The underlying skill tested by logic games is important to the practice of law in two aspects. First, American law often requires parties to prove essential elements of various multi-part tests to prevail on procedural motions or on the substantive merits of claims or defenses at trial. In other words, parties must present evidence to prove facts which go to each essential element to the satisfaction of the finder of fact (judge or jury). The parties' lawyers must work with imperfect information which may not evolve or develop as expected, and must be able to smoothly pivot between arguments and strategies as the record develops, especially during trial. That is, they must quickly think of another way to plug the facts as they develop into the elements the law says they must prove. Second, at trial, evidence is often inadmissible for one purpose against a party but may be admissible for another purpose, or admissible only against one side and not the other. The lawyers and the judge must evaluate admissibility in real time as evidence is introduced into the record, keeping in mind the relationships of each witness to the various parties and other witnesses and the potential purposes for which the evidence could be considered by the finder of fact.
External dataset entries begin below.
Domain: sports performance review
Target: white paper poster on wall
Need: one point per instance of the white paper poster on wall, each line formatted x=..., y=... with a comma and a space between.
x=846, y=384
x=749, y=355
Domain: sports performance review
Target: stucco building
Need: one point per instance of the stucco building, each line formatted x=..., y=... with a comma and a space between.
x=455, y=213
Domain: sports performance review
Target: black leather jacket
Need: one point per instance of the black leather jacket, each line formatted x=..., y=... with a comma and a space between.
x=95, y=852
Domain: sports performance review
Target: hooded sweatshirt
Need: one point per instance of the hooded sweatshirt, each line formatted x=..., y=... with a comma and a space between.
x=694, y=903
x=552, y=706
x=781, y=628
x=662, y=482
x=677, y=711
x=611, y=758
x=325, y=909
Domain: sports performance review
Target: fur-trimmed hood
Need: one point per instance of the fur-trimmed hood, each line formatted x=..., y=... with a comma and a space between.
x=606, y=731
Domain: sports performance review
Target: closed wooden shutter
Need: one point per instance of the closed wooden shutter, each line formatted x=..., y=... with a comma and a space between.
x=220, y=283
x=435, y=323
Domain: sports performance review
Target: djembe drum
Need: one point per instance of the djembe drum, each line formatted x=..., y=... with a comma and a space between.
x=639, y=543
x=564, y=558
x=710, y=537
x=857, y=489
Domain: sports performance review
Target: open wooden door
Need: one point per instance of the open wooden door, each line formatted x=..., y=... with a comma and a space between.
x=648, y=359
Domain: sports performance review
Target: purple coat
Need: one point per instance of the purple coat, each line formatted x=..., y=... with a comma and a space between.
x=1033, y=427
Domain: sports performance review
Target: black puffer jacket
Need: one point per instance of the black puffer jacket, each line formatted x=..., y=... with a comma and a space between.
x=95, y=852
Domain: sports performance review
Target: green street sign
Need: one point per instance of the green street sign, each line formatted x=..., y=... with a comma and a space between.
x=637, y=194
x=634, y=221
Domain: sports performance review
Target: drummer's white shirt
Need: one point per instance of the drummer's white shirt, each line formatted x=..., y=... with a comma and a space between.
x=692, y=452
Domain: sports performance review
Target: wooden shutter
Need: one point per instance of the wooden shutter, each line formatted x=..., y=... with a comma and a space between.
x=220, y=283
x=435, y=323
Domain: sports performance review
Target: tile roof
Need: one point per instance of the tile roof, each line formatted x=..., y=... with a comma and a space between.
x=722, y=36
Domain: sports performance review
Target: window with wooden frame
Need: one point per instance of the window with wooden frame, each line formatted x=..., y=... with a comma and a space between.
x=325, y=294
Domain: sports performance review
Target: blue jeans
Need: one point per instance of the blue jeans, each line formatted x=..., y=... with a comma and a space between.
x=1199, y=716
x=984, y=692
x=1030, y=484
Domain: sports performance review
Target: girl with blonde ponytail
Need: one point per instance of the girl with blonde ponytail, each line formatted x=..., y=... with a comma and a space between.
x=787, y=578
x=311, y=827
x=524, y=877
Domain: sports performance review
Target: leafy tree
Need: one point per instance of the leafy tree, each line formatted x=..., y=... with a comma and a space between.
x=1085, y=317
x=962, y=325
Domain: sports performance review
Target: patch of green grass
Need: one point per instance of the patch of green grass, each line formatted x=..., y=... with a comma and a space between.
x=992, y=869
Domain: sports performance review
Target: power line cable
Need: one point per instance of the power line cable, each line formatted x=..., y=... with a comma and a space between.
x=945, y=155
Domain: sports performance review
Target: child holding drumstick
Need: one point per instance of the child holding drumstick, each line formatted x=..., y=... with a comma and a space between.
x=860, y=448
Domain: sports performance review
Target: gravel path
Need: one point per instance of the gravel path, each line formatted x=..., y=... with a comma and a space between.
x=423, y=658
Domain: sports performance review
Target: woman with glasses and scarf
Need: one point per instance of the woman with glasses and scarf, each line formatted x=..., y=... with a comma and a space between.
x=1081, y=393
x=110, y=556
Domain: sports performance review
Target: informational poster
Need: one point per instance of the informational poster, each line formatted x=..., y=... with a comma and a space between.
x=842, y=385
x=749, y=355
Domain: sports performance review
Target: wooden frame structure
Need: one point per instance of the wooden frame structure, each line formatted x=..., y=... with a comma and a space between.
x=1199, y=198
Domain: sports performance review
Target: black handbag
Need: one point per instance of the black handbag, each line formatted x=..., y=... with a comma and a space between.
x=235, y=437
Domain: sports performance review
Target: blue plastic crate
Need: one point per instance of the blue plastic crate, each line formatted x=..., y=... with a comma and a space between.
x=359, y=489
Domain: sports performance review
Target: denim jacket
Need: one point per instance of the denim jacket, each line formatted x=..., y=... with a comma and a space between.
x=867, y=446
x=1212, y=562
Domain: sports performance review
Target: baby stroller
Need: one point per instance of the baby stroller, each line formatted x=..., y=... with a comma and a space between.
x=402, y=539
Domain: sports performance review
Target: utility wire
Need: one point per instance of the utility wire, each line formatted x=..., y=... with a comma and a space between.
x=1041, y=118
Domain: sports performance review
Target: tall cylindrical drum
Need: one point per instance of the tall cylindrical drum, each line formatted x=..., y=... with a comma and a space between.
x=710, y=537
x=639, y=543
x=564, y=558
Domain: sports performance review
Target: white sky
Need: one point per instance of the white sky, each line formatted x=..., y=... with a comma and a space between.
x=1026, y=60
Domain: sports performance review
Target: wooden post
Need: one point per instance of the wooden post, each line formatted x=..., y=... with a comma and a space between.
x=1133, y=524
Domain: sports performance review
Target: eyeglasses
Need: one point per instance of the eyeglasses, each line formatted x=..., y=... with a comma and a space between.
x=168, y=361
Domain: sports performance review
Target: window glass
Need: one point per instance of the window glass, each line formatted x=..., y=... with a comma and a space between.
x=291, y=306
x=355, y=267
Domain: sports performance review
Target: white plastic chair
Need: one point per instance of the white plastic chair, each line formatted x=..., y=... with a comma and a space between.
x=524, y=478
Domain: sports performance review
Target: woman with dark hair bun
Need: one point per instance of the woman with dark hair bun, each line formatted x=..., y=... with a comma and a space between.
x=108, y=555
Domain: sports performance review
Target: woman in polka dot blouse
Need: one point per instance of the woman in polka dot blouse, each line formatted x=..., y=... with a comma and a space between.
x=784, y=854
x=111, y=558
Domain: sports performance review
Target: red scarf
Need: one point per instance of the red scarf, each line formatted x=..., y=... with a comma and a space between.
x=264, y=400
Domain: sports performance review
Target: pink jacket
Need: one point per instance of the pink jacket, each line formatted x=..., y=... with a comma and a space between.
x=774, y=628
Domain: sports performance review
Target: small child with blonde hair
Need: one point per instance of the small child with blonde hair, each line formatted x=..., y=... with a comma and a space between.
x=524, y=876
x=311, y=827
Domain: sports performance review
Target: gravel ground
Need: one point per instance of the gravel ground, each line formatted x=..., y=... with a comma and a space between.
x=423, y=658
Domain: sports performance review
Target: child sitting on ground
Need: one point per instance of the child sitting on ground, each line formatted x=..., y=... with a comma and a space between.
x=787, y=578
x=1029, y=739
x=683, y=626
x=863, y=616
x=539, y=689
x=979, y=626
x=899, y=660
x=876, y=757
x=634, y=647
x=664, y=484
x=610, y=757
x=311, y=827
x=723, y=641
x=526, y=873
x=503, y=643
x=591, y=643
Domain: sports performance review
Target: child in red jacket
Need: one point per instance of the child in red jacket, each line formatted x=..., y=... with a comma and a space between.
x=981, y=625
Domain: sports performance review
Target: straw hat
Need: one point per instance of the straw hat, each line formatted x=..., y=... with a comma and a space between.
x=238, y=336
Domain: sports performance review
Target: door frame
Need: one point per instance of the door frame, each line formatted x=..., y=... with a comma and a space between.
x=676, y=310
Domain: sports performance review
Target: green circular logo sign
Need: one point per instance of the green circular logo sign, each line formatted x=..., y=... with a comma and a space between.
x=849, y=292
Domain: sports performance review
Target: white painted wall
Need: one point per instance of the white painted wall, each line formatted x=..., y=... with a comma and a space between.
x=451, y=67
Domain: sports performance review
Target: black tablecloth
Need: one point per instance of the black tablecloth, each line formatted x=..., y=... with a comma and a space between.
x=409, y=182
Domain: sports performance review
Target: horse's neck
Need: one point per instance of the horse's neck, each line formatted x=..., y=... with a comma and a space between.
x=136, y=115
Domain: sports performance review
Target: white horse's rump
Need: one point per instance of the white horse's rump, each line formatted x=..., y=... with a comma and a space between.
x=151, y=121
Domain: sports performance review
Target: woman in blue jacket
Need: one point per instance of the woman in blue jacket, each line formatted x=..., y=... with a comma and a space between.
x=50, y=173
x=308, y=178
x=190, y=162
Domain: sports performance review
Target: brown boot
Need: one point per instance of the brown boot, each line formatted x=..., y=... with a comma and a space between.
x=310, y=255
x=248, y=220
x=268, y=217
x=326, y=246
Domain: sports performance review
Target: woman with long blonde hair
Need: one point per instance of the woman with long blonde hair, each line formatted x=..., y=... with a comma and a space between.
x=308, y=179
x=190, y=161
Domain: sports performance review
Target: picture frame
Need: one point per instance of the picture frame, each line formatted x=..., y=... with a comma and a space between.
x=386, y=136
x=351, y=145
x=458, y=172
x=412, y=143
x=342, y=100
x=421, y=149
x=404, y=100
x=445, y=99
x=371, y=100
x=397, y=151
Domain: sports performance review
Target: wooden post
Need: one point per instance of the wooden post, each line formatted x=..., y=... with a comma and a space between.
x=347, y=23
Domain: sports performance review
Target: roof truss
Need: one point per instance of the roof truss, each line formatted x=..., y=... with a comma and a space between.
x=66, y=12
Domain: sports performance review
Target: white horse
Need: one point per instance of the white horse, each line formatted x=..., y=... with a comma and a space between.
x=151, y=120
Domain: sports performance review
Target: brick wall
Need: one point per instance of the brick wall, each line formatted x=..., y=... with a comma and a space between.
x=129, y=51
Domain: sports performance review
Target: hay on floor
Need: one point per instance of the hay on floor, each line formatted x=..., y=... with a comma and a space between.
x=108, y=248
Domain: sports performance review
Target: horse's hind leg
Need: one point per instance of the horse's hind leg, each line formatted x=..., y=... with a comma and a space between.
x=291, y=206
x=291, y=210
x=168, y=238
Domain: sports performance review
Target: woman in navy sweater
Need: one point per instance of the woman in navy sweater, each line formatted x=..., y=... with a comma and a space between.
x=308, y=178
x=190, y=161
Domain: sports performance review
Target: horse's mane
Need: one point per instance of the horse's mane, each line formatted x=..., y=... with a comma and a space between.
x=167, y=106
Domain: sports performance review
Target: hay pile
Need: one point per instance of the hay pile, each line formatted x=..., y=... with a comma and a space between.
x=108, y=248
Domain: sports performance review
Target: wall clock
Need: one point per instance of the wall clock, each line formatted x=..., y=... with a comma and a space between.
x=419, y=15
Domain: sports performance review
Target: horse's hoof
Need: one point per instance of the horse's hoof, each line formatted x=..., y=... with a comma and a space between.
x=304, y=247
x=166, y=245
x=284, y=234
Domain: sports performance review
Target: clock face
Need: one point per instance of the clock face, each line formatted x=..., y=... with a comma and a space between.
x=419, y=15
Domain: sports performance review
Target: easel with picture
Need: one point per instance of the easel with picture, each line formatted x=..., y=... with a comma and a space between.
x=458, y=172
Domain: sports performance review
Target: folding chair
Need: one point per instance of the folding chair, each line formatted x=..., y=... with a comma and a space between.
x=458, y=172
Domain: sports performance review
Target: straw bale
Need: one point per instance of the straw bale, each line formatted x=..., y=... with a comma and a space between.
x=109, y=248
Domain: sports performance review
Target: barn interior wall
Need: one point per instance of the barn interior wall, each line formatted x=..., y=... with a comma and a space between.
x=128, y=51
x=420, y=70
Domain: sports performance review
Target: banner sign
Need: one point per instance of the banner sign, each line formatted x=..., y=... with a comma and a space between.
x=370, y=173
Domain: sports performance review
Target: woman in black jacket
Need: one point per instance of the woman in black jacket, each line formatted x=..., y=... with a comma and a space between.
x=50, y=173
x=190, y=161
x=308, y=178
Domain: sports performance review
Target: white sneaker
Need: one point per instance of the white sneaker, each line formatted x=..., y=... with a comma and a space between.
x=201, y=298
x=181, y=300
In 2019 the LSAC reached a legal settlement with two blind LSAT test takers who claimed that it violated the Americans with Disabilities Act because they were unfairly penalized for not being able to draw the diagrams commonly used to solve the questions in the section. As part of the settlement, the LSAC agreed to review and overhaul the section within four years. In October 2023, it announced that the section would be replaced by a second logical reasoning section in August 2024.[3]